Pekka Niemelae o rozwoju skoków narciarskich w Turcji:

- Kiedy trzy i pół roku temu obejmowałem reprezentację Turcji moim marzeniem było, aby któryś z moich podopiecznych wystartował na igrzyskach olimpijskich. Z biegiem czasu marzenie stało się realistycznym celem, który w końcu udało się spełnić. Gdy rozpoczynałem moją misję stałem w obliczu wielu trudności. Na przykład Muhammed Ali Bedir odstawał od swoich rówieśników. Jego rekord wynosił 67 metrów, dziś jest nim odległość 141 metrów. Fatih Arda złapał dobrą formę w ubiegłym sezonie, ale potem zbyt nisko trzymał ramiona w pozycji najazdowej i trudno było to zmienić. Problemy techniczne odbierały mu pewność siebie, a trwała w tym czasie walka o kwalifikacje olimpijskie. Dobry skok, jaki oddał w Engelbergu pod koniec roku pozwolił mu znów uwierzyć w swoje możliwości. Potem było już łatwiej, uznaliśmy, że Fatih jest gotowy, by polecieć na igrzyska.

- Jesteśmy bardzo zadowoleni z tego jak funkcjonują skocznie w Erzurum, ale gdy znajdowały się w fazie odbudowy przez 200 dni w roku byliśmy zmuszeni podróżować po Europie. To był dla nas trudny czas, więc chciałbym wyrazić uznanie i ogromny szacunek dla wszystkich, którzy przyczynili się do tego byśmy mogli ponownie rywalizować na naszych obiektach.

- Od 2002 roku miałem okazję uczestniczyć pięć razy w igrzyskach olimpijskich.
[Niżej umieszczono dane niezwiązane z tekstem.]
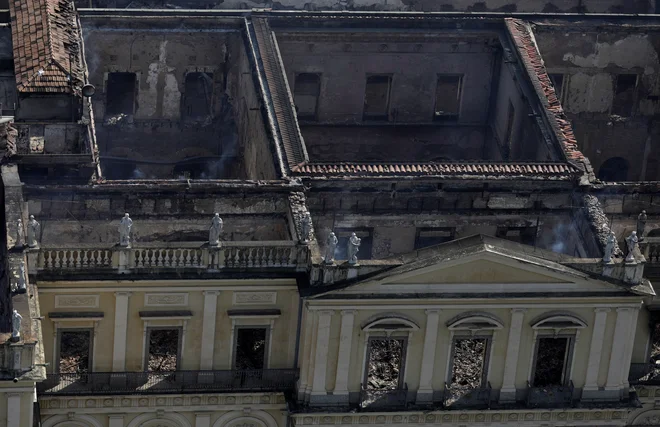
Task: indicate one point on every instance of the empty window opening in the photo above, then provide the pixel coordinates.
(251, 346)
(377, 97)
(164, 346)
(614, 169)
(306, 95)
(624, 94)
(198, 96)
(433, 236)
(120, 93)
(524, 235)
(366, 242)
(552, 361)
(385, 362)
(448, 97)
(75, 351)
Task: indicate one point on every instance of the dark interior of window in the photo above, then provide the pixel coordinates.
(377, 97)
(624, 95)
(198, 96)
(447, 98)
(551, 355)
(163, 350)
(120, 93)
(306, 94)
(250, 348)
(75, 351)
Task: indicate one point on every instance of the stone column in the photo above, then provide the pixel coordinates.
(208, 330)
(121, 325)
(425, 392)
(508, 392)
(321, 355)
(619, 347)
(116, 420)
(202, 420)
(595, 353)
(344, 357)
(13, 410)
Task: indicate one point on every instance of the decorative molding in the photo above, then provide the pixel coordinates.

Najlepszym scenariuszem jest oczywiście taki, kiedy twoja drużyna walczy o najwyższe lokaty, kiedy zawodnicy są świetnie przygotowani fizycznie, technicznie i mentalnie do tego by poradzić sobie z presją i oczekiwaniami kibiców. W Salt Lake City opiekowałem się Mattim Hautamaekim, który zdobył dwa medale. Teraz sytuacja była zupełnie inna od tej sprzed 16 lat. Cieszę się jednak z tego, gdzie teraz jestem. Piszemy praktycznie od zera historię skoków narciarskich w Turcji i jest to pasjonująca perspektywa. Jestem dumny z tego że mogę być częścią tej ekipy. Jeszcze trzy lata temu byliśmy małym, skromnym teamem, którego nikt nie traktował poważnie. W ostatnim czasie na temat Fatiha ukazało się mnóstwo artykułów w mediach krajowych i zagranicznych, zainteresowanie naszym zespołem znacznie wzrosło. Mogę powiedzieć, że nasza drużyna ma nawet swoich pierwszych fanów.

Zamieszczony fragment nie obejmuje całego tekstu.